Porque no es un autómata neutral y mudo, el 3 de octubre de 2017, a iniciativa propia y de su puño y letra, Felipe VI, jefe del Estado que simboliza la unidad y permanencia del Estado, interviene en TVE con un breve discurso refrendado por el presidente Rajoy. Censura a las autoridades de la Generalitat responsables del procés y llama a los legítimos poderes del Estado a asegurar el orden constitucional y el normal funcionamiento de las instituciones. El Rey cumple así con su deber. El 27 de octubre, proclamada la independencia de Cataluña, el fiscal general del Estado presenta una querella por rebelión contra los líderes del procés y el Gobierno, con la aprobación del Senado, aplica el 155, destituye al gobierno catalán y disuelve el parlamento. Los tres poderes con el Rey parando el golpe contra la CE y la integridad territorial.

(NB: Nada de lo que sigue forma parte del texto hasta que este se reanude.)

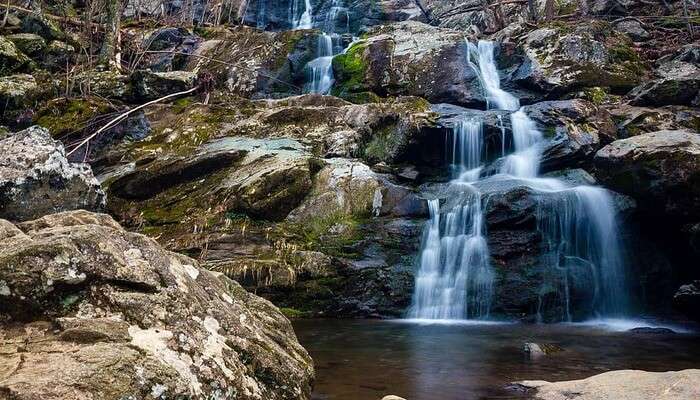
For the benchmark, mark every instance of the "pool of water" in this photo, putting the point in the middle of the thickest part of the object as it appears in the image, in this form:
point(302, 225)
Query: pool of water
point(368, 359)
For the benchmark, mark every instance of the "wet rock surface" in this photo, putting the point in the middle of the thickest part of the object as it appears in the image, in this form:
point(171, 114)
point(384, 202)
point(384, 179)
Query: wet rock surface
point(94, 311)
point(37, 179)
point(624, 384)
point(659, 169)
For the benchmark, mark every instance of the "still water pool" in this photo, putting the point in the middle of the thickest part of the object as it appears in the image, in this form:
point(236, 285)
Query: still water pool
point(367, 359)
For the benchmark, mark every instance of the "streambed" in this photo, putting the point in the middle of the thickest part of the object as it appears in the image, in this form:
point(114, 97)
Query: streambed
point(368, 359)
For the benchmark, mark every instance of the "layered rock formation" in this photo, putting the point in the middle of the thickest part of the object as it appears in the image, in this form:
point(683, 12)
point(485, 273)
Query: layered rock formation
point(625, 384)
point(91, 310)
point(37, 179)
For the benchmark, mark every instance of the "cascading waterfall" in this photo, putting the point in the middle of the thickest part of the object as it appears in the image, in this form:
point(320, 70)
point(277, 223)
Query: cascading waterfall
point(581, 251)
point(455, 280)
point(321, 68)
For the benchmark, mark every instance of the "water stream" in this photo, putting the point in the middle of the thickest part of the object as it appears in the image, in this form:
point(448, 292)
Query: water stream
point(580, 247)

Pocos son los que no reconocen los servicios de la Corona a la democracia española y niegan su compatibilidad con ella, demostrada en los más estables Estados europeos. Entre los pocos, Colau, Garzón e Iglesias quienes, con iniciativas demagógicas, como esa votación en el ayuntamiento de Barcelona a instancias de la CUP para abolir la Monarquía, símbolo de unidad y permanencia del Estado, lo que en realidad pretenden es socavar los cimientos constitucionales de España y su integridad territorial. La Corona es una pieza mayor en nuestra arquitectura constitucional. Iglesias lo sabe y arremete contra un pilar de nuestro sistema constitucional y democrático. Si Sánchez no da importancia a los ataques que prodiga su socio, es porque le importa poco lo que la Corona simboliza y eso en un presidente es inaceptable.